The results of practice dimension shed light on medical staff’s adherence to recommended practices for treating multiple myeloma patients. One noteworthy discovery was that 89.1% consistently conducted follow-up examinations and visits during treatment. Another significant observation was that 88.2% proactively educated multiple myeloma patients about exercise and dietary management. By informing patients about exercise and dietary considerations, medical staff could empower them to play an active role in their treatment journey, potentially leading to improved lifestyle choices, treatment efficacy, and quality of life26,27. Furthermore, 82.1% regularly observed and recorded vital signs of multiple myeloma patients. This vigilant monitoring was crucial for promptly identifying changes in the patient’s health status and addressing potential complications28. Although overall adherence to recommended practices was relatively high, it was essential to acknowledge room for improvement. Some medical staff did not fully adhere to certain practices, highlighting the need for targeted interventions and educational programs to address these areas of concern.

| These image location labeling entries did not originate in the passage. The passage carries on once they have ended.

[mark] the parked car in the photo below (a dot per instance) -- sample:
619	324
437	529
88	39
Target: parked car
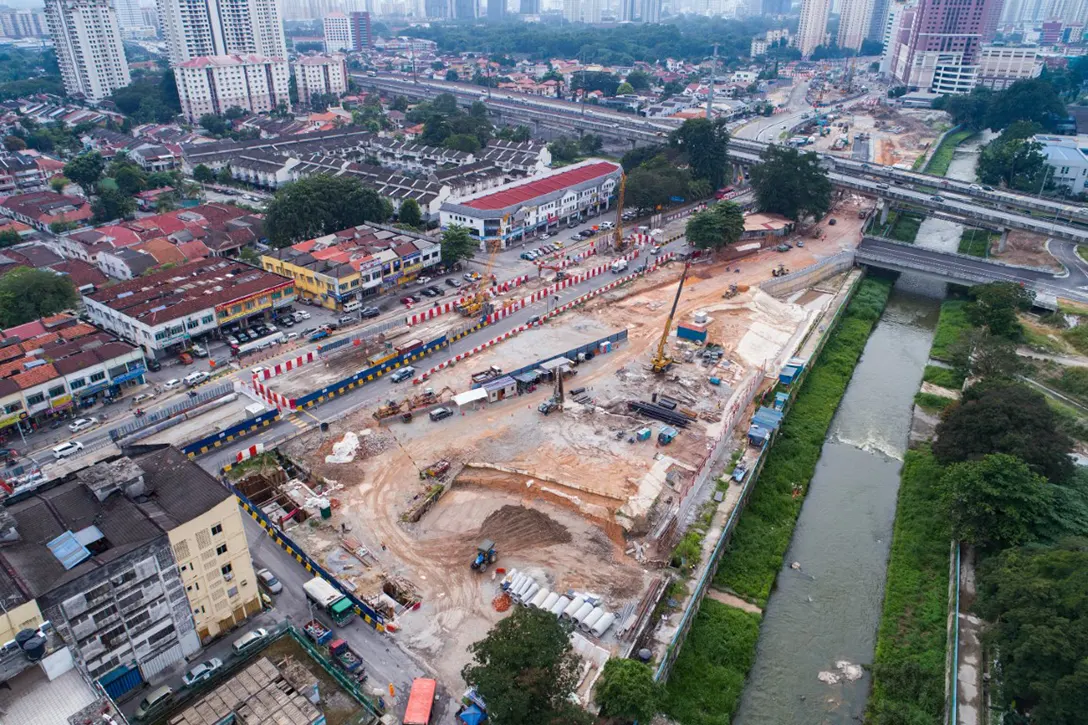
248	641
201	672
82	424
268	580
196	378
403	373
155	703
440	414
65	450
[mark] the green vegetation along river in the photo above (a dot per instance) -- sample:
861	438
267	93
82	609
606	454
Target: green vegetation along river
820	622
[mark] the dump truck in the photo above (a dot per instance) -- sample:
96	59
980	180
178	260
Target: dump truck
346	659
330	600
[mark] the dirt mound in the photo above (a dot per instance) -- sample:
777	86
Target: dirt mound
515	528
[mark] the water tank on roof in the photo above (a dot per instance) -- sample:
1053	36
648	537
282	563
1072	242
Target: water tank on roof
35	648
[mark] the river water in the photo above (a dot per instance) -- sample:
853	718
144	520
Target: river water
828	611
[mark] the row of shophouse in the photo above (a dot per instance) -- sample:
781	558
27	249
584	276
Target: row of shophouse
354	263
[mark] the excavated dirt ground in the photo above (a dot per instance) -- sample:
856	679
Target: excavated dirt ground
554	516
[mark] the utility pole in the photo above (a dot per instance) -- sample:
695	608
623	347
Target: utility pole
714	73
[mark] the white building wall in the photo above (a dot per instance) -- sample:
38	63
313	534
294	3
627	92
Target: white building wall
87	38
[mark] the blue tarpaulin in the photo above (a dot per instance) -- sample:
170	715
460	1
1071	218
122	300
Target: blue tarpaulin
472	715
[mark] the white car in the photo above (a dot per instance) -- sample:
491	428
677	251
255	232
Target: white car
82	424
65	450
201	672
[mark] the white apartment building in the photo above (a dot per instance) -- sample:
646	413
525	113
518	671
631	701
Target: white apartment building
87	39
320	74
854	16
812	28
1000	66
196	28
215	83
337	34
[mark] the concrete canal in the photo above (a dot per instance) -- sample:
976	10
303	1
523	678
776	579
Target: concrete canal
819	626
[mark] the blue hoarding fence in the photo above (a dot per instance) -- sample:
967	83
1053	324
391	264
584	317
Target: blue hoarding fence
227	435
363	610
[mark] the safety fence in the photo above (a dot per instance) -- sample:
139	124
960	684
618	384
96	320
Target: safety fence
521	328
227	435
810	275
195	398
363	610
711	568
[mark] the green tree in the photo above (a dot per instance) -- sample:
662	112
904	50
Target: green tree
994	502
457	244
112	204
627	691
410	212
1037	601
639	80
465	143
998	417
322	205
526	670
9	237
85	170
1031	99
705	143
717	226
27	294
994	306
791	183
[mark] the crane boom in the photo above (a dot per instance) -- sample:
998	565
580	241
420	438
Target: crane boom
663	361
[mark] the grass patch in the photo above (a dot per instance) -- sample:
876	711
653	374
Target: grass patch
909	665
977	242
754	556
931	403
943	377
952	323
942	157
708	676
904	226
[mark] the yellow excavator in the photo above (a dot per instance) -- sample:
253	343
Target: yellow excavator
662	361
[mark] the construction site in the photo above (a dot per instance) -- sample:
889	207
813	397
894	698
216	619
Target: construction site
571	458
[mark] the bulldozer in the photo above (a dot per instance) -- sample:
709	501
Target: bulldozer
485	555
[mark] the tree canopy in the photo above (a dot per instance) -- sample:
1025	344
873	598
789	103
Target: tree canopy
627	690
526	671
994	306
997	417
1038	603
994	502
322	205
718	226
27	294
790	183
705	144
457	244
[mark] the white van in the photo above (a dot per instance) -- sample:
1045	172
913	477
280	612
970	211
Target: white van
195	378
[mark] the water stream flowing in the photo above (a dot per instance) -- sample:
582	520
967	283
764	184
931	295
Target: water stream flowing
821	619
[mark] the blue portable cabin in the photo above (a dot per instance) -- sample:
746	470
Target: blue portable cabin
788	375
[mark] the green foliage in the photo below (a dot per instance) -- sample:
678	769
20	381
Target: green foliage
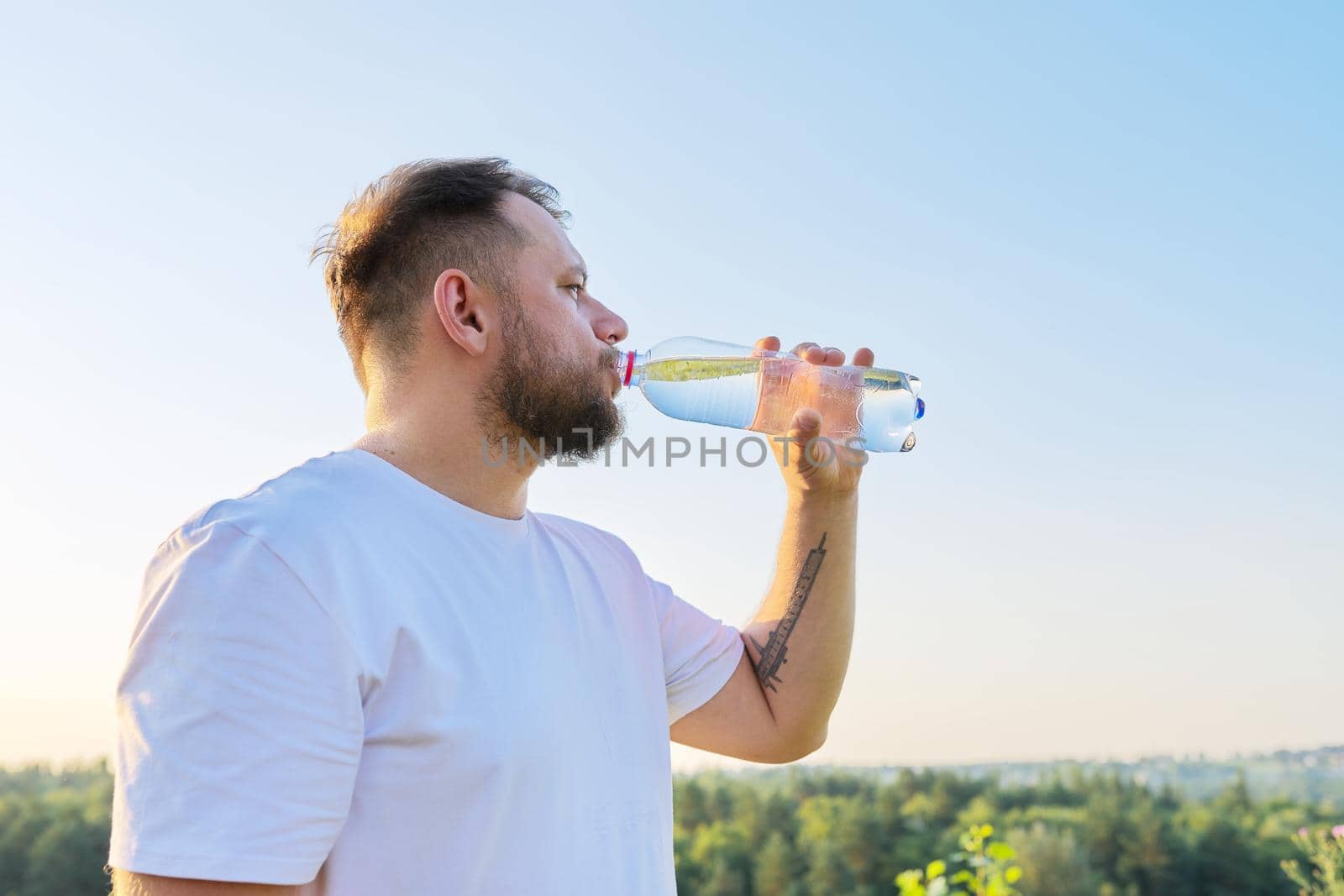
799	832
54	831
1073	833
1326	852
984	868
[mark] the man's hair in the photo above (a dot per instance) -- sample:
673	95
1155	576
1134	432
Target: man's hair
391	242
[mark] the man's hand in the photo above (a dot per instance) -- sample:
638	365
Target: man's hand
828	469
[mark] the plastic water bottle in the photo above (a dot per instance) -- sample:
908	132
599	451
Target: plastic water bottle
749	389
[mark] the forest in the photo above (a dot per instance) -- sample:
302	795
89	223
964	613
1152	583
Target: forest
1057	831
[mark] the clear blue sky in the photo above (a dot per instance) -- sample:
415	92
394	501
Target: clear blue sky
1106	235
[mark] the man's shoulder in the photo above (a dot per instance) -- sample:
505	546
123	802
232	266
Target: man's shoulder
585	537
307	499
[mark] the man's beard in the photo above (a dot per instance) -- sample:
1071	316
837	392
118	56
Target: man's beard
562	410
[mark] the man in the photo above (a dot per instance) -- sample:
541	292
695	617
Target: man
381	673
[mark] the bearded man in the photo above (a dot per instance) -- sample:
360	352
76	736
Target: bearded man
380	673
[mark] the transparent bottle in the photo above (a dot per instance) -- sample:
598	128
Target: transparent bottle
749	389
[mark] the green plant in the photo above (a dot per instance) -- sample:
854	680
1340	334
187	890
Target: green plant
987	869
1326	851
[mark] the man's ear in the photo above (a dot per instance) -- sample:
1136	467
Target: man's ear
464	312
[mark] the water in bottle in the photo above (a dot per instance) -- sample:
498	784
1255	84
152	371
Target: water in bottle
749	389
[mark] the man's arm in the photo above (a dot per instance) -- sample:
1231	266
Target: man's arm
777	705
125	883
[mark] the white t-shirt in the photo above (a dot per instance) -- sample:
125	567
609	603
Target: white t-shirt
344	678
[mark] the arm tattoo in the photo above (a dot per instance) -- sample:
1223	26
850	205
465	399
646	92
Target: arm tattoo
772	654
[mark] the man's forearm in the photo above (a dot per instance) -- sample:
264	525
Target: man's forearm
800	638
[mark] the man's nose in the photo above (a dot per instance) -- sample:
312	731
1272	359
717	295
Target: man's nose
608	325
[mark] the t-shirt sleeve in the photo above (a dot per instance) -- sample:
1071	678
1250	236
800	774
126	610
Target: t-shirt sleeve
239	720
699	652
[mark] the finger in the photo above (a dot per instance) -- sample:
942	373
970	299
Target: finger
803	348
811	352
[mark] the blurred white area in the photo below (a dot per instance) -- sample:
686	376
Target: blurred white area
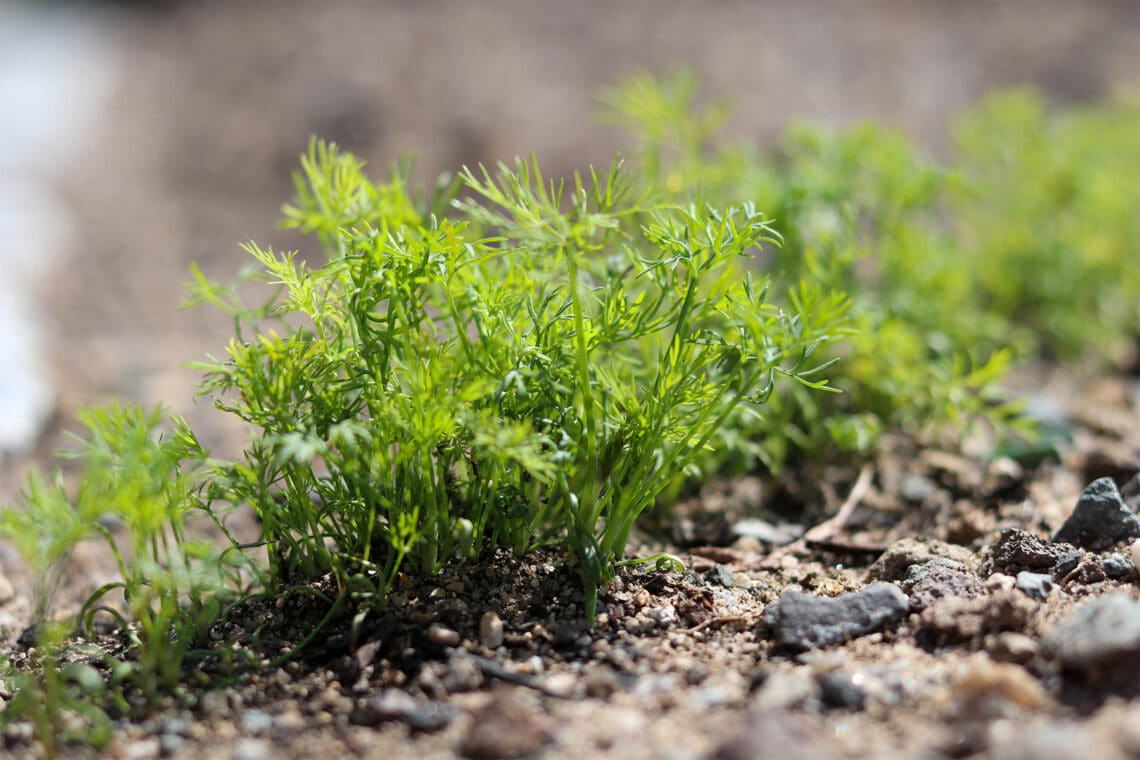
56	68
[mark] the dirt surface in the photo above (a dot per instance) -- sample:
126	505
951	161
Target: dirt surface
961	626
214	104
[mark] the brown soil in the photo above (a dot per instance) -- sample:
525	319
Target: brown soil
217	101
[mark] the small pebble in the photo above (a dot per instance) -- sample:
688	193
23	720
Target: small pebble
1011	647
490	630
442	635
1036	586
170	744
839	691
1116	566
505	728
803	621
1100	517
251	749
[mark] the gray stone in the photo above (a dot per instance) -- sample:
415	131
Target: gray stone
719	575
938	579
1036	586
390	704
772	735
955	619
255	721
1097	631
900	556
490	630
505	727
1016	550
1100	519
803	621
251	749
837	689
784	689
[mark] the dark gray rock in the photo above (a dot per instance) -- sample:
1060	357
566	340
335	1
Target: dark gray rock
1067	563
1100	519
838	691
1036	586
1117	566
1100	630
1016	550
719	575
1131	492
803	621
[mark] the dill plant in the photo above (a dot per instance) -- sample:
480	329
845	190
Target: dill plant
860	211
530	366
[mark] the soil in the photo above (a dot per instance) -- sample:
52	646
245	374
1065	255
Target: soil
493	659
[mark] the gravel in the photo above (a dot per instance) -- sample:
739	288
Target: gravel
1100	519
803	621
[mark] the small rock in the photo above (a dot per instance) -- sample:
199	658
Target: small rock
787	689
1116	566
490	630
938	579
917	488
772	735
1016	550
837	689
1085	573
803	621
1067	563
254	721
1099	630
1131	492
462	675
504	728
1100	517
431	717
442	635
251	749
765	532
390	704
957	619
1011	647
986	689
1035	586
893	564
170	744
719	575
144	749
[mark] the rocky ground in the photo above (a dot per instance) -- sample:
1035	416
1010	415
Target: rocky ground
949	609
922	605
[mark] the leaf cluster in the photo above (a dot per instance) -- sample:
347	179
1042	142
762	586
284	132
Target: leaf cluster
532	368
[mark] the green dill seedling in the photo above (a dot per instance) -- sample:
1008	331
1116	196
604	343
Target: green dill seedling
532	369
1049	217
144	482
860	212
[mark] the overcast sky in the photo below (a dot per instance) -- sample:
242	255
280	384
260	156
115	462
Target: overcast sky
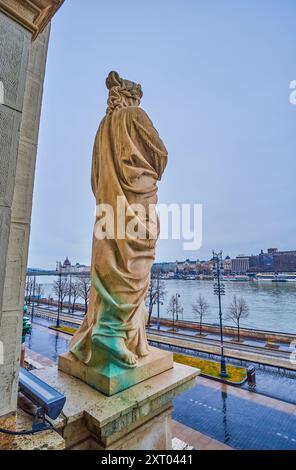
215	76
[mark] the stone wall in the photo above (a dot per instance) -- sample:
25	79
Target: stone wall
22	68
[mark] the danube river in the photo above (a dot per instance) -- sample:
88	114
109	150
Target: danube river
272	306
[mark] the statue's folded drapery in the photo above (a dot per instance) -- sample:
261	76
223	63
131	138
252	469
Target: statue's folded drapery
128	159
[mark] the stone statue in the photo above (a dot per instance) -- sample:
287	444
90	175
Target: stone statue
128	160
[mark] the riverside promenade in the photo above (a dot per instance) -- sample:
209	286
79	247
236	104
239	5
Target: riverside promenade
211	416
281	355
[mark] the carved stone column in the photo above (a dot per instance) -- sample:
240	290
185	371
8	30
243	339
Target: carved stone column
24	33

No significant correlations of knowledge and attitude with practice were observed, indicating that possessing knowledge and positive attitude towards multiple myeloma might not necessarily lead to better adherence to recommended practices among medical staff. Several explanations could account for this lack of correlation. Firstly, unexamined factors like institutional policies, resource availability, time constraints, and workload might influence medical staff’s practices towards multiple myeloma patients29,30. Secondly, the complexity of the disease and patient diversity could also contribute to the absence of correlation31,32. Additionally, the research unveiled the positive association between knowledge and attitude towards multiple myeloma, which aligned with the theory of planned behavior that attitude was shaped by beliefs about behavioral outcomes33. The non-significant associations of knowledge with attitudes and practices were reported in SEM, suggesting the gaps in knowledge translation. Also, SEM analysis reveal a direct association between attitudes and practices. In resource-limited settings like Enshi, where medical staff may face additional challenges such as limited access to continuing education, fostering positive attitudes toward multiple myeloma care may be a more pragmatic approach than focusing solely on knowledge dissemination. Taken these results together, educational programs that enhance knowledge and foster attitudinal shifts towards multiple myeloma can be pivotal for better management. Further, since this study was regional, replicating this research in different settings could validate the universality of these findings and potentially lead to broader policy changes in cancer care.

This study had some limitations. Firstly, it was carried out in solitary region with relatively limited sample size, potentially constraining the generalizability of the outcomes. Nevertheless, these findings could serve as fundamental reference for evaluating the impacts of forthcoming educational interventions on medical staff in terms of preventing and treating multiple myeloma. Besides, the cross-sectional design limited the ability of causal inference. Intervention-based designs are needed to better understand how educational initiatives or policy implementations may influence behavior and attitudes over time. Moreover, the KAP findings might have been swayed by social desirability bias, potentially resulting in inflation of scores, since participants might have given socially desirable answers rather than reflecting their actual behaviors34 .

Conclusions

In conclusion, medical staff exhibited moderate knowledge, neutral attitudes, and proactive practices towards multiple myeloma. Moreover, a significant positive correlation was observed between knowledge and attitude scores. Targeted educational interventions were recommended to enhance knowledge and attitudes, especially among specific groups, such as female individuals, those with bachelor’s degrees or lower education, nurses, and individuals with lower professional titles.